Effect of tool wear on cutting forces in the orthogonal cutting of unidirectional glass fibre-reinforced plastics

Orthogonal cutting tests were carried out on unidirectional glass fibre-reinforced plastic composites, holding the cutting direction parallel to the fibre direction. The tools were made of high speed steel, with rake angle alpha = 0 degrees; two relief angles gamma, namely 7 degrees and 15 degrees, were adopted. A very low cutting speed was utilized, in order to avoid thermal effects on both the tool and the work material. The experimental results show that, under the selected operating conditions, the tool wear essentially consists of a very rapid rounding of the tool nose (nose wear).
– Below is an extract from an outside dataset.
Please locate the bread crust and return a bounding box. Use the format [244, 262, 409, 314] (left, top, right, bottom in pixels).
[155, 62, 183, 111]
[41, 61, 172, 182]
The face wear evolution is practically independent of the relief angle, whereas the latter affects the flank wear rate, which is slightly lower for the higher gamma value. Both the horizontal and the vertical cutting forces exhibit notable increases with tool wear. The force data are interpreted in the light of a previously presented model, aiming to predict cutting forces as a function of the cutting parameters. It is shown that the observed increase in the horizontal force can be simply attributed to the increase in the vertical force at the tool flank, whereas the chip-tool interaction forces occurring at the tool face seem to be unaffected by wear phenomena. Finally, a strict correlation is found between the flank wear and the recorded vertical force variations.